I have noticed that PartiQL offers such syntax, and I am curious if it does a table scan under the hood or just fetch the items one by one. (Anyway, PartiQL is currently not available for me)
As a workaround, I did a script to return the items one by one.
I have read such post, which does not help here: Querying DynamoDB with a partition key and list of specific sort keys
Finally I would also be curious to understand possibly why such feature does not exist natively (what are the technical constraints if any)?
Thanks
The way PartQL would do the following
Is simply that behind the scenes it basically ends up as two queries to DDB.
I can't find any documented limit with a quick search, but I suspect that 10K values would be outside that limit.

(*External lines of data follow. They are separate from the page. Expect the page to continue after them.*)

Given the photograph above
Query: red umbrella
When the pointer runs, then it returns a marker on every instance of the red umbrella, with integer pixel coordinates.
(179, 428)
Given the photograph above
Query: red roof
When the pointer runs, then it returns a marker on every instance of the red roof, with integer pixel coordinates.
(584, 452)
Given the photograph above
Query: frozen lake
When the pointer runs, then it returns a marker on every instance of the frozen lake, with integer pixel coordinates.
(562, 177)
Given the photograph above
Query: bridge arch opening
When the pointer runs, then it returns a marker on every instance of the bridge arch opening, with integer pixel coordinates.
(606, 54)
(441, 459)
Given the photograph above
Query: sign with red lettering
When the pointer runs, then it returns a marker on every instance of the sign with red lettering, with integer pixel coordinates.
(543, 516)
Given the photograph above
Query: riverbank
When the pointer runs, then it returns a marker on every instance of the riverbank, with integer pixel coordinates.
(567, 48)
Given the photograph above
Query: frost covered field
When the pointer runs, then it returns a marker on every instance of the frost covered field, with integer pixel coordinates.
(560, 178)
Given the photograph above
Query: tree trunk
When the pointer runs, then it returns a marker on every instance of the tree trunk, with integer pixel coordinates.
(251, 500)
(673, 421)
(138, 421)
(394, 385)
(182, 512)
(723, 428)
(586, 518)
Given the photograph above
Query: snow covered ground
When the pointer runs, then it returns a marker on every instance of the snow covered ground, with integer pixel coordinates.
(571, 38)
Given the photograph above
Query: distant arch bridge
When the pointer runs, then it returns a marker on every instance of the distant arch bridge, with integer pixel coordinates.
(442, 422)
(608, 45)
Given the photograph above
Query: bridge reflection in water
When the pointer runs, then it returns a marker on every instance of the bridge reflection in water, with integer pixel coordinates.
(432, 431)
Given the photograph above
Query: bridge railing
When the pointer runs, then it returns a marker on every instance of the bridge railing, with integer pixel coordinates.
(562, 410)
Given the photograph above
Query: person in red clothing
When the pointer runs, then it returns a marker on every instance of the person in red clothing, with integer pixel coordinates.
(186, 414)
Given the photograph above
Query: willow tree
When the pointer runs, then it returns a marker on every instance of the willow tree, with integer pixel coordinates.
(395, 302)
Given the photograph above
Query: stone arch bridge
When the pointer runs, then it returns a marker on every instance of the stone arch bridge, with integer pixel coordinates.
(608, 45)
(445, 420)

The thing to understand is that a Query in DDB can only touch 1 partition. A "table scan" is broken into individual scans of each partition; sequentially by default but can be done in parallel
Also that a GSI is basically just a separate DDB table with slightly different rules (duplicate Primary Keys allowed) than the main table.
So in short, you need to write some code that would loop through the 10K values and run a query of the GSI for each value.